Kubernetes LoadBalancer / NodePort Service Debug Prompt
Diagnose LoadBalancer service issues — stuck Pending, externalTrafficPolicy: Local pitfalls, source IP preservation, cloud provider quirks, NodePort range collisions.
- Target user
- Kubernetes engineers debugging external traffic to Services
- Difficulty
- Intermediate
- Tools
- Claude, ChatGPT
The prompt
You are a senior Kubernetes engineer who has wired up LoadBalancer Services across AWS (CLB/NLB/ALB), GCP, Azure, MetalLB, and bare-metal. You know `externalTrafficPolicy: Local` is the right answer for source-IP preservation but trades for uneven load distribution.
I will provide:
- The symptom (LB stuck `Pending`, traffic doesn't reach pods, source IP shows as node IP, asymmetric load, health checks failing)

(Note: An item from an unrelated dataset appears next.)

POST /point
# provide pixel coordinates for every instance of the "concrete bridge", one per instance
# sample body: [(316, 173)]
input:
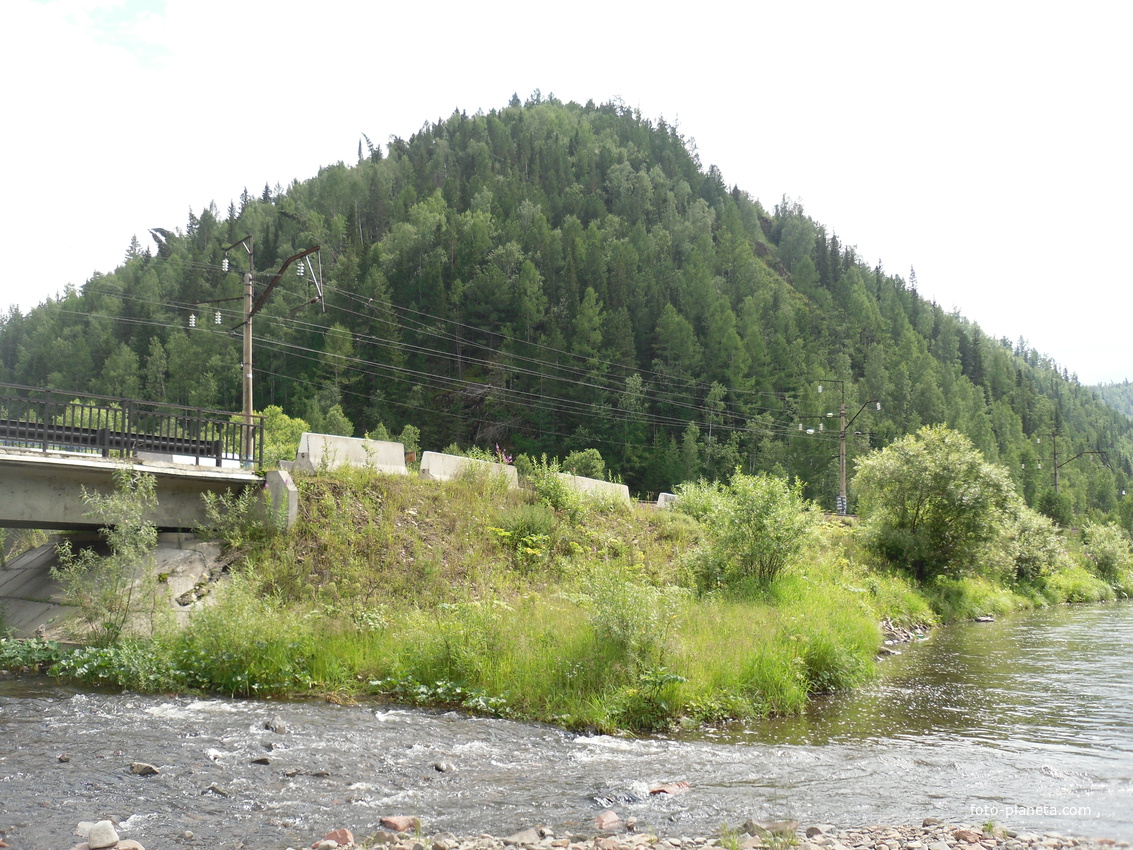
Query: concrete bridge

- The Service spec (`kubectl get svc <name> -o yaml`)
- LB controller logs (cloud-controller-manager, MetalLB, AWS Load Balancer Controller, etc.)
- The kube-proxy mode (iptables, ipvs, nftables — depends on version)
- `kubectl get endpoints <svc>` and `kubectl get endpointslices`
Your job:
1. **For Service stuck `Pending`** (no external IP):
- Cloud controller manager running and healthy?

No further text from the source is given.